Councilmen Ty Miller and David Sullivan, Acting City Manager Lauren Johnston and new Utility Director Brian Roche were also in attendance at the presentation. Afterward, Dan Niemann, the treatment plant’s lead operator, led Fine and company on a tour of the facility.
When asked what Palm Coast is looking for federally to help the city’s wastewater situation, Pontieri said, “I think we're really looking for eyes and ears on the issue, not just this year, but in future years, because we're going to continue to have to invest in our system — just to make sure that again we're exhausting all funding sources, rather than having to go just to our residents to shoulder a lot of the burden of this growth.
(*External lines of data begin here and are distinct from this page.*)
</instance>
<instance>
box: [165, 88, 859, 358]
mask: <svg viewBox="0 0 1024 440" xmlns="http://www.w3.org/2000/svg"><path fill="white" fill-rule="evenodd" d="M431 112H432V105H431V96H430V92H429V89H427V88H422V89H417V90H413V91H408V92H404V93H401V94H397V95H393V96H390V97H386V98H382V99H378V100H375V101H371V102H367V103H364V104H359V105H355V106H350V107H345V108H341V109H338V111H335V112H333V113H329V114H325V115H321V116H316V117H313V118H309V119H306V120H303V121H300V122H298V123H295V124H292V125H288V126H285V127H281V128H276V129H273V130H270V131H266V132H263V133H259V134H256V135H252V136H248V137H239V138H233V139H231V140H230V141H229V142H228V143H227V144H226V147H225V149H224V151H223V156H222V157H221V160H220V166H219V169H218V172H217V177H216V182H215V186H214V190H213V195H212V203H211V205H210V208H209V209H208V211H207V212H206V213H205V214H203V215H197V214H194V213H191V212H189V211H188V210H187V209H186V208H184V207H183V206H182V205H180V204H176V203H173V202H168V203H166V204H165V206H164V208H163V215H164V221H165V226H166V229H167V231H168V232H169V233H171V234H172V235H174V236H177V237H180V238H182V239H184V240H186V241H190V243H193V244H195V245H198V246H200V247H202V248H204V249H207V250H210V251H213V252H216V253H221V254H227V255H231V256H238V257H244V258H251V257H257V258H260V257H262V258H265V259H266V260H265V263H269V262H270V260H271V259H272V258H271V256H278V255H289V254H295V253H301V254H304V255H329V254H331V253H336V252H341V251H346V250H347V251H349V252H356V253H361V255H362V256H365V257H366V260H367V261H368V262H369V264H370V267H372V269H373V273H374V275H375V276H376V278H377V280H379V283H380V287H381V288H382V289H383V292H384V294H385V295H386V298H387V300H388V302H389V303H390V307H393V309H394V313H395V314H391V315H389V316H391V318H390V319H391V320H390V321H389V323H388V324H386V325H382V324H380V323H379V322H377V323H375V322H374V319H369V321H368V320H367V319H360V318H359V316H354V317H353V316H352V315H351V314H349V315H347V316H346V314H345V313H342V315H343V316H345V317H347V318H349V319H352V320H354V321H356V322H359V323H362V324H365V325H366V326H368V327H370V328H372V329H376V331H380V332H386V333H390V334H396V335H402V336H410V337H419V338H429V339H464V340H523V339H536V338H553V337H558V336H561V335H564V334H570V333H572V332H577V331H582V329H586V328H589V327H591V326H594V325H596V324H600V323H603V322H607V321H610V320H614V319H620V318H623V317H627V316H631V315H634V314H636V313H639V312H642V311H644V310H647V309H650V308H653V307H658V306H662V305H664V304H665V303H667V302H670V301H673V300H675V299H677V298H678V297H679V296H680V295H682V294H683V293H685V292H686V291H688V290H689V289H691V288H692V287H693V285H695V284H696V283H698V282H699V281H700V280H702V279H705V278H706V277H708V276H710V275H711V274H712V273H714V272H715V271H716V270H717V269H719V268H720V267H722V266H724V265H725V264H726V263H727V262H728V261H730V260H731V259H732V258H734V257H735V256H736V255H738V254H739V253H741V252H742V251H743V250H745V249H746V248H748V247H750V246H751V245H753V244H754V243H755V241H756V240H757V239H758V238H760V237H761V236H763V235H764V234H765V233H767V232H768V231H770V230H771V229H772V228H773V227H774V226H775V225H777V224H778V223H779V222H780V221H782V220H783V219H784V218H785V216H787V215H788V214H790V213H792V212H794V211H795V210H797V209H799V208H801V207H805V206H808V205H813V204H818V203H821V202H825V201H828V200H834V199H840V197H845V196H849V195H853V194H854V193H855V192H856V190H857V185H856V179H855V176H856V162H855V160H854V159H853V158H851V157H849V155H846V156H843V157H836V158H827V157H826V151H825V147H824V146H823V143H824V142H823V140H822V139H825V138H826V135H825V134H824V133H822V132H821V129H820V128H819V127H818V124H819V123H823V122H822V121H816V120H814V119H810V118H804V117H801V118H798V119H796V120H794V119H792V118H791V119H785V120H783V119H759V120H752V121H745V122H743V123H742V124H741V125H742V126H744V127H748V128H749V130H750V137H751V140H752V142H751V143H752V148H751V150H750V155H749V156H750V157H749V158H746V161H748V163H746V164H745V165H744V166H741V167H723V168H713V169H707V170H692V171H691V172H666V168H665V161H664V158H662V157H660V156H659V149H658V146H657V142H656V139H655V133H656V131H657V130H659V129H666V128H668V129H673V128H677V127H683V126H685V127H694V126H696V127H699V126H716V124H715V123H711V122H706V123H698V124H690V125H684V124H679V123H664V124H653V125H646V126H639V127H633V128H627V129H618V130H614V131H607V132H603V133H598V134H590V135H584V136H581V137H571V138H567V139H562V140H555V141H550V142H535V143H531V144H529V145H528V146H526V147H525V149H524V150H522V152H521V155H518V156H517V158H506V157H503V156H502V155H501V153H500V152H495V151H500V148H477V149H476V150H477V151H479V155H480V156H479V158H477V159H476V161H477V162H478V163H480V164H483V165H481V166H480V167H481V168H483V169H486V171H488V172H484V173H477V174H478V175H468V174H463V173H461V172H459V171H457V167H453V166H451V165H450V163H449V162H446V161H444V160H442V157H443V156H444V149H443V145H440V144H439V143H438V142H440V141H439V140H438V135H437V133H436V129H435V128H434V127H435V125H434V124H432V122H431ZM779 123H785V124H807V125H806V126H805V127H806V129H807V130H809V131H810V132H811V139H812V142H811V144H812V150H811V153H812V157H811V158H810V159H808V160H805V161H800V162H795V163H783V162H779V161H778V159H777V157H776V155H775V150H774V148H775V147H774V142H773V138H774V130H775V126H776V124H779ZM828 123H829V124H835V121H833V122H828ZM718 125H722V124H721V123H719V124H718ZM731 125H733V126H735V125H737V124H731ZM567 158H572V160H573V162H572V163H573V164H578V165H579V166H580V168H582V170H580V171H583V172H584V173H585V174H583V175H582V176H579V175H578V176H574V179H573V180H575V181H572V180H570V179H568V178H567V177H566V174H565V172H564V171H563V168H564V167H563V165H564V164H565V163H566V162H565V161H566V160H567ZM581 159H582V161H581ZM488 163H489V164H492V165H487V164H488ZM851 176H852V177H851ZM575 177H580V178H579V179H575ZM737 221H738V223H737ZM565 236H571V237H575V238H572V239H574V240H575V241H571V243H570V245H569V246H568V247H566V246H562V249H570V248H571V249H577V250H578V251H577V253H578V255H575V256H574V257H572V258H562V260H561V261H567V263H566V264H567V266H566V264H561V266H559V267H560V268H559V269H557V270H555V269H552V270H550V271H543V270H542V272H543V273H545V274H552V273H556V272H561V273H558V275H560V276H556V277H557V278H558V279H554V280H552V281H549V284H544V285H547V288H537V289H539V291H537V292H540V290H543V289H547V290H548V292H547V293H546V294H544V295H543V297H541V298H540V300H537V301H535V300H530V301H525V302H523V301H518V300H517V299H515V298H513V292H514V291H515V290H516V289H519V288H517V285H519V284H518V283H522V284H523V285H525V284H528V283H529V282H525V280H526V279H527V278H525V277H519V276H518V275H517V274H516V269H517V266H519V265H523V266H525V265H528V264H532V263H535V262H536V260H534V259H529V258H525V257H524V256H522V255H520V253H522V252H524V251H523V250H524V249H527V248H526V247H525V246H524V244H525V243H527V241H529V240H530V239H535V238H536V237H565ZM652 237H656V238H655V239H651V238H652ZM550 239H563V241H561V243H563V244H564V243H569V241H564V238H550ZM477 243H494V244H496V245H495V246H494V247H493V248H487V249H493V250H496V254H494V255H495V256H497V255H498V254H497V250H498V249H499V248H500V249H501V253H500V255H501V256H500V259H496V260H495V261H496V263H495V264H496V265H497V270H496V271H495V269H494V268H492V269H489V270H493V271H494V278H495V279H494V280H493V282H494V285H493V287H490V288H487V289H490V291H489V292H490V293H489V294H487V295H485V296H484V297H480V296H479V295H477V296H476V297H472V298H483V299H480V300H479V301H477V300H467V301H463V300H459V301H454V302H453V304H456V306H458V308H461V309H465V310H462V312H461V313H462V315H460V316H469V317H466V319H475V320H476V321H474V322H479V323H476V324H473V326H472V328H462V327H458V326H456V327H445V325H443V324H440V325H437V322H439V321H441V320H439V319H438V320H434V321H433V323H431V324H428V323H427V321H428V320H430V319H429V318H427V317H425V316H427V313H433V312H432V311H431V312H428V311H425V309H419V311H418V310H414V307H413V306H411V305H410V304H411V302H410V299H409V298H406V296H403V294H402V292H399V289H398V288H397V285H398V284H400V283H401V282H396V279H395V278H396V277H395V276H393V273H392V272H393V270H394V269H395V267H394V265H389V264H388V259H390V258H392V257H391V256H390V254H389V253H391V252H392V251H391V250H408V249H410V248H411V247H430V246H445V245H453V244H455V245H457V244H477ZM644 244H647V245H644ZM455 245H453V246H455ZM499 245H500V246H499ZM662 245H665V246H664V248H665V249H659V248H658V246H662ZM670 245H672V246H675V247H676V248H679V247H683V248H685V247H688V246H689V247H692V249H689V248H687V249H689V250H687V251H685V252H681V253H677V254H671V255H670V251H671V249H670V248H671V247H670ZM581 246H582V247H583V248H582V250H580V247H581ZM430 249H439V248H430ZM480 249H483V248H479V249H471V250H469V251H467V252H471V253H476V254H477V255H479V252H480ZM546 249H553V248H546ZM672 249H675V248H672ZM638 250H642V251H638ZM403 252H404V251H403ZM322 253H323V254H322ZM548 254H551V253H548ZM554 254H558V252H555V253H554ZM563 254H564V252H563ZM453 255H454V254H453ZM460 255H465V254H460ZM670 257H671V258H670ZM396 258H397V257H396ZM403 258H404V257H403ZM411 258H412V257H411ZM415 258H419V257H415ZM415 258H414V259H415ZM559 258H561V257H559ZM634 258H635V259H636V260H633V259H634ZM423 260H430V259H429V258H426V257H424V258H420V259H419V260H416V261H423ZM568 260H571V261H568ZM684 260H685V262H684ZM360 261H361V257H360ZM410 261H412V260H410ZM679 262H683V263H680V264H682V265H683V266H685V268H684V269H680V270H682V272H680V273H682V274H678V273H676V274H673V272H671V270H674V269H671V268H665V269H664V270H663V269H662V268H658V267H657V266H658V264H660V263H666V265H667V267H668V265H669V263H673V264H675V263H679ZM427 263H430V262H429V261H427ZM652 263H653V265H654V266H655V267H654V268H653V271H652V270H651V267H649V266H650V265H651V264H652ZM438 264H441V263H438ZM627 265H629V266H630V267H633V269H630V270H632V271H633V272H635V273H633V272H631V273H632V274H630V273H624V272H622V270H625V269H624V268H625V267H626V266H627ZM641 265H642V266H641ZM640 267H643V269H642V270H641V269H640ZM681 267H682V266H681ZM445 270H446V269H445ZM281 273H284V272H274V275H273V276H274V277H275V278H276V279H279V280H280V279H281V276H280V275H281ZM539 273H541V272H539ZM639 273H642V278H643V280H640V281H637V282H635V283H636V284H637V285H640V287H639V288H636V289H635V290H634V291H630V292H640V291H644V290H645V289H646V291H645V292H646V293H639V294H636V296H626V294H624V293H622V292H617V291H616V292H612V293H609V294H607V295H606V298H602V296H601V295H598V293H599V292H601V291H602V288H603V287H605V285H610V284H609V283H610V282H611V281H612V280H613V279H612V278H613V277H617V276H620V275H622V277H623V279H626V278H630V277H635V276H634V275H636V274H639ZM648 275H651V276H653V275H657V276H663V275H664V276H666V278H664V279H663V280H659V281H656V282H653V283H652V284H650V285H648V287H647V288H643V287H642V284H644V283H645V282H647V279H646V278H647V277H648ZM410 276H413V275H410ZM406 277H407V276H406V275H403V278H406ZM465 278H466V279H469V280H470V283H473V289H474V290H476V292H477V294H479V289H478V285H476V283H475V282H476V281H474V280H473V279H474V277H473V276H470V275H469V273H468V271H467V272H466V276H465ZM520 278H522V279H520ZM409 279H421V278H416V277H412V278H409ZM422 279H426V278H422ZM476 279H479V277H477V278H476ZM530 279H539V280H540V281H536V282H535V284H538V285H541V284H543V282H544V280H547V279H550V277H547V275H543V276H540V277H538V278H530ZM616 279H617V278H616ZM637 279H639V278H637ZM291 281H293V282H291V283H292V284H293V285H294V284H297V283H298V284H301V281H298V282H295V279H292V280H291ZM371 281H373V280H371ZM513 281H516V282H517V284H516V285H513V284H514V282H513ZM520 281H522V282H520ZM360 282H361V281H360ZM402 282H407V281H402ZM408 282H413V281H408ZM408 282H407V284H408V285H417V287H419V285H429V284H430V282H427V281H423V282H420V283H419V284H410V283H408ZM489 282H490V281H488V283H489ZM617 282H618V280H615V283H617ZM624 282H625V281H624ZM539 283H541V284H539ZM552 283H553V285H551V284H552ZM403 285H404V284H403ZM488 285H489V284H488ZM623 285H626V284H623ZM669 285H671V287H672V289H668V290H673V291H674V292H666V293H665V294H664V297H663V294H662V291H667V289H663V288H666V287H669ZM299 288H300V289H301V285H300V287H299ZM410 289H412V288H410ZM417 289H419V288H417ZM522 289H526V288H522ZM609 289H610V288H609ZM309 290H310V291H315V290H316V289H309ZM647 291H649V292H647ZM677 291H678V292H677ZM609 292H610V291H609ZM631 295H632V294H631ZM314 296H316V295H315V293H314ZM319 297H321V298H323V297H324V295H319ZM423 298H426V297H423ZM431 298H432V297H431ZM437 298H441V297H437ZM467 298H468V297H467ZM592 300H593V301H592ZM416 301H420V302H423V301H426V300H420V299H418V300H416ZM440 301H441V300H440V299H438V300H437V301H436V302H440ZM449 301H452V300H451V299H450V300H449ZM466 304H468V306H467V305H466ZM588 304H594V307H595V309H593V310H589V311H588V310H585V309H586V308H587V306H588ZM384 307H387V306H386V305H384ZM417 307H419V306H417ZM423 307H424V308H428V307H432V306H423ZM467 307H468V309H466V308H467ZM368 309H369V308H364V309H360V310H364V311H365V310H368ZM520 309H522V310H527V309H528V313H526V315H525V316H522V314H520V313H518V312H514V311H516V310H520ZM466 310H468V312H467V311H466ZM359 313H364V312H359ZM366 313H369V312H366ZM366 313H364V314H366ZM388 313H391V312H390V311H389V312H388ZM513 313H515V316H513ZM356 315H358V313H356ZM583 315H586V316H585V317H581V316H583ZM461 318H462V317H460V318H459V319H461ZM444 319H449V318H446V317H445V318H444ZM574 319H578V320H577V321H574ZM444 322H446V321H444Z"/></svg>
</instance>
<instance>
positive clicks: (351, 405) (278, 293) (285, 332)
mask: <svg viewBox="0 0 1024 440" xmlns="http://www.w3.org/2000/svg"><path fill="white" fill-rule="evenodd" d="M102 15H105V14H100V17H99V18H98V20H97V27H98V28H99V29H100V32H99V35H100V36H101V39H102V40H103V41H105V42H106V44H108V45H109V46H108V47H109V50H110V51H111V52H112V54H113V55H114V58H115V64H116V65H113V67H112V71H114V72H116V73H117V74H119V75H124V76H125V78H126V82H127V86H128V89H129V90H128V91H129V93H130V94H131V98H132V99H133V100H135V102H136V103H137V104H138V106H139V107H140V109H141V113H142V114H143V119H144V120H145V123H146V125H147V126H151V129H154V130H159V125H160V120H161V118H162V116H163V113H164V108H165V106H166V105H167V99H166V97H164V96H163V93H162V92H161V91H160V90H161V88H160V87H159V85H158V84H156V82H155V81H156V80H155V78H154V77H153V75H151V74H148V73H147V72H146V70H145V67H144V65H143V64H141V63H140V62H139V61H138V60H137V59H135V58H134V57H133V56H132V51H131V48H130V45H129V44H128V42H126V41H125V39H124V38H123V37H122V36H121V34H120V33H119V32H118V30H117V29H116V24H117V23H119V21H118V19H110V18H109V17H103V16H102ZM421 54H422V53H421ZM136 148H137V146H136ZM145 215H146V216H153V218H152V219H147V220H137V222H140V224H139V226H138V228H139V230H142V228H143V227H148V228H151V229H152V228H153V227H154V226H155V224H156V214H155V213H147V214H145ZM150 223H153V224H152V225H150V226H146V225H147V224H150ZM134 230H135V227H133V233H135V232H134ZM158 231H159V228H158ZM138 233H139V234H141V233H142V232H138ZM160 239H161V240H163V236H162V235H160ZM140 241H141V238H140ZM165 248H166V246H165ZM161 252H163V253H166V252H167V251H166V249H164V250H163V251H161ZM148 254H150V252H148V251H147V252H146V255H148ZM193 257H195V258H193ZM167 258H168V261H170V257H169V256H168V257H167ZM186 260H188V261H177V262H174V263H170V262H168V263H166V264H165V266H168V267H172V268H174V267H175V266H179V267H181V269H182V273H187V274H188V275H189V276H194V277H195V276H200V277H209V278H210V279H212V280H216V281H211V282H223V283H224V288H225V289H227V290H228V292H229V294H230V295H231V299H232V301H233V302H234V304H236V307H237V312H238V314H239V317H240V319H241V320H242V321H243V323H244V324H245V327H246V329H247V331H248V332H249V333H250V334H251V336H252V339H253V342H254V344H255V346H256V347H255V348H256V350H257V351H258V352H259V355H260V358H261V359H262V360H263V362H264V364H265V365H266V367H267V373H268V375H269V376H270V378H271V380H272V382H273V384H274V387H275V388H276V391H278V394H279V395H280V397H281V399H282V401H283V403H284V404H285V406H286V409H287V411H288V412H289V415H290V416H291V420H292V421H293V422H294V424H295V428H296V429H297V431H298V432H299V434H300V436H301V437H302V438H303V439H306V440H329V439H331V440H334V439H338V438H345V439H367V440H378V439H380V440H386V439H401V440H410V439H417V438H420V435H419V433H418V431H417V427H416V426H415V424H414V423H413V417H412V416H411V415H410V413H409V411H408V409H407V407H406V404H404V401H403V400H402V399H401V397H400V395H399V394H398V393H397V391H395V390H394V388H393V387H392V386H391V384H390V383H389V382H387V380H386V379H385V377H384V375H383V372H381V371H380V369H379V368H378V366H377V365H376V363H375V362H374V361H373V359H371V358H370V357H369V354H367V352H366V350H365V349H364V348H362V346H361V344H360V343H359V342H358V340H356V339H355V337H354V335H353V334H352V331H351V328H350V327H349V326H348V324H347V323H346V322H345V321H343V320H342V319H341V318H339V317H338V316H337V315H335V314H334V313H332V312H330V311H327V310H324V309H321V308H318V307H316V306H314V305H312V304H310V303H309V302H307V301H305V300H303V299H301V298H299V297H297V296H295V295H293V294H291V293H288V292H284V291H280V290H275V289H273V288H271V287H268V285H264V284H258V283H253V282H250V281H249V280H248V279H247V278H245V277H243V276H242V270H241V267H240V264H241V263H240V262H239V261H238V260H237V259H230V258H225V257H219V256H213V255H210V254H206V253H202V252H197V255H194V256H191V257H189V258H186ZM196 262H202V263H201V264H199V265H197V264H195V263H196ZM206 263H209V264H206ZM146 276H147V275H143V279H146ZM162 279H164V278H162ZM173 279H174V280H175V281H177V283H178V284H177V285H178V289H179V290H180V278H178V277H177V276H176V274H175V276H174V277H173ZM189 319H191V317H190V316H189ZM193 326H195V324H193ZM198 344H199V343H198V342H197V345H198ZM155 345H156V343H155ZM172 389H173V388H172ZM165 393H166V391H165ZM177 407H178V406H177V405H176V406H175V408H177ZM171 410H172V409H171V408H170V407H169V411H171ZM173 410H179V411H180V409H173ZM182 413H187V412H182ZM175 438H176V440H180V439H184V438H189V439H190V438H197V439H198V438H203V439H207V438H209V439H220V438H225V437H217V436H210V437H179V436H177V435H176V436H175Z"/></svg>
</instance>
“And, to the congressman's point, to make sure this is connected environmentally, to make sure that this isn't just a funding source to improve our condition, but also improve the conditions for our waterways on Florida's East Coast. I think that that's something that the congressmen seems to be very interested in. And obviously, that's something that Palm Coast is very concerned about as well,” she said.